男子日本代表「彗星JAPAN」のパリ出場枠確保の快挙に続き、女子も切符を手に入れたかっただけに、選手たちは涙し、落胆の色を隠しきれない表情で会場を後にした。
12チームが3つのグループに分かれて争い、各トーナメント上位2チームがパリ出場枠を獲得できるリーグ戦。
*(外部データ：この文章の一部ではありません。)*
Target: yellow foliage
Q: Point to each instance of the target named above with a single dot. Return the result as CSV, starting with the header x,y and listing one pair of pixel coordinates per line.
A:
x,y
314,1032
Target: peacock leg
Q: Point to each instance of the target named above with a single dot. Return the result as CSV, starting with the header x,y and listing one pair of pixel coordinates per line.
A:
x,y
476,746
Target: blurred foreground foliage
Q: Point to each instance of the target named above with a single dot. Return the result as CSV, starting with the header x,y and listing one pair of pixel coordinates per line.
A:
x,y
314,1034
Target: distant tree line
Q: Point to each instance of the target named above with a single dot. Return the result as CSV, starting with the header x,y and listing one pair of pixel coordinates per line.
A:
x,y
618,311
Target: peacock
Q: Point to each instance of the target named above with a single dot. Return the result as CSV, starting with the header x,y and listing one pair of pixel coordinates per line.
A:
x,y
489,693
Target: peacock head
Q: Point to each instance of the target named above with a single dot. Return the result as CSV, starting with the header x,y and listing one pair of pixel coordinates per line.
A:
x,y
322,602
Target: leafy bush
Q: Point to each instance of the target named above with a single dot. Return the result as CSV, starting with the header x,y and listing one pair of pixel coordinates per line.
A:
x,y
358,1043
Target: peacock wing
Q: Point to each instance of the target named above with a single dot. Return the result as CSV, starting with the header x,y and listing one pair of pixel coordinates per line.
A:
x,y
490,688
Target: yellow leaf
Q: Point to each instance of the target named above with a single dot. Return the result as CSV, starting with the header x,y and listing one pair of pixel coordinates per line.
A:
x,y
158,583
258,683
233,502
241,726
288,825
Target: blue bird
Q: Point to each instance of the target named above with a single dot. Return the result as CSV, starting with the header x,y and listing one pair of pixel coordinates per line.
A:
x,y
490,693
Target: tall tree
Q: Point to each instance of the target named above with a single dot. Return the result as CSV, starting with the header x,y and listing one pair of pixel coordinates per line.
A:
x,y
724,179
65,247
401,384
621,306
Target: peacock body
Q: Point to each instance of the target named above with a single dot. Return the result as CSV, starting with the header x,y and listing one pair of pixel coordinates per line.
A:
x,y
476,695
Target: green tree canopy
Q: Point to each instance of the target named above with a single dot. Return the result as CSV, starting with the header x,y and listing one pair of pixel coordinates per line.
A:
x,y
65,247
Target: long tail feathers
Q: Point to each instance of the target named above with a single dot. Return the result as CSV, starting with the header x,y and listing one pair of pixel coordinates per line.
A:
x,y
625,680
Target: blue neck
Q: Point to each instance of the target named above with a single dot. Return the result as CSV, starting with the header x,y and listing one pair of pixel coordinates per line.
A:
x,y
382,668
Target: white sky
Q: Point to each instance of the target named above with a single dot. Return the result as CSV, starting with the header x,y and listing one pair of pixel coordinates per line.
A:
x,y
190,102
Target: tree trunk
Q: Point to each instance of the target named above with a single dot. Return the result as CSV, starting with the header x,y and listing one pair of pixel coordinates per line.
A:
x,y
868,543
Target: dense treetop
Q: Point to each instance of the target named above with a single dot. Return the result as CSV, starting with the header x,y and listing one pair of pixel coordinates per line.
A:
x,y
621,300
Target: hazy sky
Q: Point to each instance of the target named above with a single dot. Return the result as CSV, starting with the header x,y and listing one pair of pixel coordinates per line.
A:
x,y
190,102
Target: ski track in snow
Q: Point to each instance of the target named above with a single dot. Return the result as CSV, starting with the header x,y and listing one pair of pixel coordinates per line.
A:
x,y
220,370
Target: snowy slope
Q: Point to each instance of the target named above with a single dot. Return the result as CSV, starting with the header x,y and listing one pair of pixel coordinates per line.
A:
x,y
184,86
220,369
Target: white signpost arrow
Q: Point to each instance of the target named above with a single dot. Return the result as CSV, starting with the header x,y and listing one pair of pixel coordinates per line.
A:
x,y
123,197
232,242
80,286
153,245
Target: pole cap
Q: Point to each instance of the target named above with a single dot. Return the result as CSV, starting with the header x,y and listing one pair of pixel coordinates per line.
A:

日本はトーナメント1の4チーム総当たり戦で初戦を強豪スウェーデン(東京2020大会、2023年世界選手権共に4位)と対戦し、28対35で敗れ黒星発進。
第2戦はカメルーン代表に代わり大会2日前に急遽参戦が決まったイギリスを相手に日本が16対43(前半9‐25、後半7‐18)で大勝。対戦成績は1勝1敗となり、ハンガリーが1位、スウェーデンと日本が2位で並んだ。
最終戦は今トーナメントで最も格上のスウェーデンに25対28で勝ち星を挙げ勢いに乗ったハンガリーと対戦。ホームの力を背に、ハンガリーは会場に集まった5,000人余りのファンの大歓声を受けて、無敗で首位通過を果たした。日本代表はトーナメントで2位以上となる条件として、ハンガリーを5点差以上で下す必要があったが、それを果たせずに予選で敗れ去った。
第1戦から3戦までの日本チームの対戦は以下の通り。
第1戦:パワーとスピードのスウェーデン
前半は、キャプテンの相澤菜月が長期合宿で磨き上げた戦術と対策を活かして日本チームの攻撃を巧みに指揮し、試合開始から15分間スウェーデンに9対10の接戦を展開。しかしながら、その後5連続ポイントを許し、流れを奪われてしまったことが、今回の試合の勝敗の分かれ道となった。ラスト4分で相澤を軸に4点を取り返し、13対17で前半を終える。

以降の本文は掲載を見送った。